Enough is enough, I often think. I get it. It’s raining in a land that more often than not revels in the glow of the California sun - which truthfully is just as petulant as the rain.
I’m a London fog or overcast kinda guy. It makes me happy. One, because I can dress in layers and two layers again - it’s all vanity, really. Malibu mornings is the sine qua non I long for.
On one such glorious overcast day as the rain stopped, I layered up, camera in tow loaded with Tri-X, because Bresson and the light was even, and I walked to the Hammer.
It was the final days of the Joan Didion exhibit and though I had known of her, we were strangers in the night. But as the shutter clicked, I was destined to slouch towards her writings.
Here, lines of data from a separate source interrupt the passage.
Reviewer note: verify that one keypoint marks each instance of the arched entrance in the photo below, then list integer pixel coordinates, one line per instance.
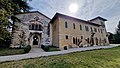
(35, 40)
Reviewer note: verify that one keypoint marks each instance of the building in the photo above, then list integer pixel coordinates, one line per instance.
(61, 31)
(32, 30)
(72, 32)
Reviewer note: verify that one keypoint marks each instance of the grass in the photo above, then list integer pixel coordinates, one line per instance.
(104, 58)
(7, 51)
(53, 49)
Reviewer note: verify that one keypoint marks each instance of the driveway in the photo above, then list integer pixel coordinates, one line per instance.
(37, 53)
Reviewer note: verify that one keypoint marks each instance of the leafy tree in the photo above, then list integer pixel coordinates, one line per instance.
(22, 37)
(8, 10)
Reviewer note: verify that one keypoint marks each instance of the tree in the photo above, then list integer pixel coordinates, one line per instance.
(8, 10)
(22, 37)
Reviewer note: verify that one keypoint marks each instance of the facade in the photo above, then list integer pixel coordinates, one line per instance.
(72, 32)
(36, 29)
(32, 30)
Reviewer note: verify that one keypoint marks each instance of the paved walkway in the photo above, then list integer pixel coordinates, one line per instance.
(39, 54)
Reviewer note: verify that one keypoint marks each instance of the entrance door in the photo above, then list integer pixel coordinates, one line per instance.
(35, 41)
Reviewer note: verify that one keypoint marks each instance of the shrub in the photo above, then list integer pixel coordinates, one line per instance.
(65, 47)
(27, 48)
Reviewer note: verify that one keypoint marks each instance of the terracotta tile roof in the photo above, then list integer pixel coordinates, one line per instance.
(66, 16)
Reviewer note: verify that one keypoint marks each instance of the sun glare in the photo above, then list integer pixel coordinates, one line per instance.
(73, 8)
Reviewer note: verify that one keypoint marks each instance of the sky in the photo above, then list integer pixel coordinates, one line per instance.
(88, 9)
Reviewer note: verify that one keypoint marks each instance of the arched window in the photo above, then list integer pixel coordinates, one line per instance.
(76, 40)
(73, 40)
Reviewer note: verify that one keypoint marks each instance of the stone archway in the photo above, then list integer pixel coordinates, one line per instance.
(35, 40)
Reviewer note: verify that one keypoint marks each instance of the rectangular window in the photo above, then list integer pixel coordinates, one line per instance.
(86, 28)
(80, 27)
(91, 29)
(32, 26)
(98, 30)
(101, 31)
(73, 26)
(66, 36)
(66, 25)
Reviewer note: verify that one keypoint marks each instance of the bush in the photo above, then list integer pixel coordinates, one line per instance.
(65, 47)
(27, 48)
(45, 48)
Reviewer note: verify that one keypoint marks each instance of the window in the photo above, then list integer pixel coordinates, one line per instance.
(73, 26)
(101, 31)
(95, 29)
(66, 36)
(35, 27)
(80, 27)
(81, 37)
(40, 28)
(91, 29)
(76, 40)
(98, 30)
(73, 40)
(103, 25)
(86, 28)
(32, 26)
(66, 26)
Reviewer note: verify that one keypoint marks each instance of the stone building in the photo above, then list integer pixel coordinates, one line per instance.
(36, 29)
(32, 30)
(72, 32)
In the vein of Hemingway, clear and precise, with selection of word usage and structure, Didion became the conduit to a Los Angeles I have grown nostalgic for over the years - a muse of the written word, and a voice of the things we go through in life and how we deal with them as we age - a truth I am seeking as I am planted in the soils of middle age.
In The Year of Magical Thinking, she writes, “Time is the school in which we learn.” I believe I was only prepared to read her works in the time I was set to - not too early and not too late.
On an overcast day in Los Angeles with my camera in tow, in a season of life that we all succumb to, Joan Didion arrived right on time.